La question religieuse est ressentie, car parfois nous comprenons l’Islam comme une régression vers le passé. C’est précisément une erreur de voir les choses de cette façon et Morad en est l’exemple. L’Islam ne retourne pas vers le passé.
Le sentiment d’appartenance à l’Islam et ce sentiment de vivre dans une société qui met largement la religion de côté. C’est le choc pour moi.
La mère, Farida, lutte pour maintenir un statut familial centré sur la religiosité qui imprègne tout, ainsi que les silences. Comment trouver l’équilibre et affronter ces silences ?
Farida est comme un recueil de nombreuses femmes de ma famille que j’ai rencontrées.
En fait, pour moi, Farida est la clé de toute cette histoire. Sans cela, l’histoire ou le caractère de la blessure que Morad porte avec lui n’aurait pas le potentiel.
Farida sait très bien faire une chose, et je pense que c’est presque interculturel, et c’est ainsi qu’elle gère les silences en faveur de l’unité familiale.
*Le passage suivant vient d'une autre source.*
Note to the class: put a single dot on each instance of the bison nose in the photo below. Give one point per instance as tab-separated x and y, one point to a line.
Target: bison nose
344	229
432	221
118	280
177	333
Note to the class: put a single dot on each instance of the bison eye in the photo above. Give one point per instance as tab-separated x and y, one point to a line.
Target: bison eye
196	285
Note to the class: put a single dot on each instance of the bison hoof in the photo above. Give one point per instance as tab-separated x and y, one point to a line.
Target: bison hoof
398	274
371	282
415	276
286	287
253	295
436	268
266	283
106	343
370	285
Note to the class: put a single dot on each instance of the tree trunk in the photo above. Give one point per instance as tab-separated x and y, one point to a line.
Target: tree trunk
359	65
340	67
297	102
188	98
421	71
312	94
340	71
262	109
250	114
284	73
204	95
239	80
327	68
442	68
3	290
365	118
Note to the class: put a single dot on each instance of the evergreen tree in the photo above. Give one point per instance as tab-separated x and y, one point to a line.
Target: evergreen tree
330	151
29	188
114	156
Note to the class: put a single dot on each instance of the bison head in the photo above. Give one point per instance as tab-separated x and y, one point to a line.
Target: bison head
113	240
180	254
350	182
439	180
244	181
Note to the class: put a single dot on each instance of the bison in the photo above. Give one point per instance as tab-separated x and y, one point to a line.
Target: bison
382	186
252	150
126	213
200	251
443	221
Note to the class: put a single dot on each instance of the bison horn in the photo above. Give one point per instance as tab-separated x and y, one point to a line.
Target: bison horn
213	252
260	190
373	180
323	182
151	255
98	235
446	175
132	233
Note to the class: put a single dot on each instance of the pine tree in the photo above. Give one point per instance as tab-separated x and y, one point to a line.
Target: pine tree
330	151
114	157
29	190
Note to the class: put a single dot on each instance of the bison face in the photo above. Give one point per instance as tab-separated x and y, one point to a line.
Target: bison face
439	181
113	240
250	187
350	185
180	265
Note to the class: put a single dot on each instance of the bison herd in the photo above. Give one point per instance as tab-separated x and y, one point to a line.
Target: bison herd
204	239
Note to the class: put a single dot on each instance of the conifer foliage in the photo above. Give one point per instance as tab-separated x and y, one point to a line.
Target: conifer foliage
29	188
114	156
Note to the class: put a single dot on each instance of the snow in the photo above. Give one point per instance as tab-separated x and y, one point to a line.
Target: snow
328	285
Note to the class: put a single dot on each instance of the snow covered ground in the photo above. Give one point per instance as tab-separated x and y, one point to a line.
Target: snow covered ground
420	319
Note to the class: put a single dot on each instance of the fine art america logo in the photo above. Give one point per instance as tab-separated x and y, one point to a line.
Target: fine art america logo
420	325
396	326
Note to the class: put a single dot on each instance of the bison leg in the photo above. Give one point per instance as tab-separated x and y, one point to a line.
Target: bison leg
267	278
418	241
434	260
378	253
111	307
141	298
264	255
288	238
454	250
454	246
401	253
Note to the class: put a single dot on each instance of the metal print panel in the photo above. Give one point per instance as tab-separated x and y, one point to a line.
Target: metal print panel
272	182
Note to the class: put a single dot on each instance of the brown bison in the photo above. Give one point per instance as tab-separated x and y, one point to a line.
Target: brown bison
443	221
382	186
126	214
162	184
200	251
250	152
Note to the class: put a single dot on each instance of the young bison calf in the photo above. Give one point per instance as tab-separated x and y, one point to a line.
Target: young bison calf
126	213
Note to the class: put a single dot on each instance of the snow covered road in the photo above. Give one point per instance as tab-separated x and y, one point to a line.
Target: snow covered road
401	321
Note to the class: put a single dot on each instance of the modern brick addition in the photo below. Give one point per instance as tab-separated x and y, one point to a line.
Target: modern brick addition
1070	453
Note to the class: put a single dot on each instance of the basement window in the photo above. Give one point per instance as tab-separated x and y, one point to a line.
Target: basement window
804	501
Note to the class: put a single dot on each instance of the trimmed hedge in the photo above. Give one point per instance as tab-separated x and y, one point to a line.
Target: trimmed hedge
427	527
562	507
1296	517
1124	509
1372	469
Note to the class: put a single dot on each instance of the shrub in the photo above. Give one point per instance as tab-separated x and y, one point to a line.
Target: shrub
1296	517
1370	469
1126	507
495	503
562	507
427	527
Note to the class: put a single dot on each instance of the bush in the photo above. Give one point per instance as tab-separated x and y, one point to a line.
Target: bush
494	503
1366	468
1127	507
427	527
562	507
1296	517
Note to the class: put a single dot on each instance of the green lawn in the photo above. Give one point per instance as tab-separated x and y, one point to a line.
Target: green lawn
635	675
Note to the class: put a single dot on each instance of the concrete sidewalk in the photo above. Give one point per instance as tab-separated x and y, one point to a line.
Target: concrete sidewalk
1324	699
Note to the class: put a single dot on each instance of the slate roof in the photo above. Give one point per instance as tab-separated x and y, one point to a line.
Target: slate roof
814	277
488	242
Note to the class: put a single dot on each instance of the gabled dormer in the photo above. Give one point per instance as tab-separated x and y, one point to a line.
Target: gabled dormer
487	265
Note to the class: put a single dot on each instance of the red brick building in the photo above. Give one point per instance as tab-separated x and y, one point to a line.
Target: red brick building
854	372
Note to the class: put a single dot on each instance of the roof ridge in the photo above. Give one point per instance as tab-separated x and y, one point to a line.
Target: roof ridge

C’est son art, sa façon d’utiliser souvent les valeurs religieuses juste pour maintenir cette unité familiale.
Il faut comprendre avant tout une chose à propos de ces femmes, c’est que lorsqu’elles effectuent le processus de migration, elles laissent derrière elles tout ce qu’elles sont, leurs attaches, leurs liens familiaux, leur réseau social, tout cela reste derrière elles.
Ils veulent protéger la cellule familiale qu’ils ont créée et c’est quelque chose de très intériorisé. C’est pourquoi s’il y a un élément qui peut perturber cette cellule familiale, comme la honte, ils sont capables de le dissimuler.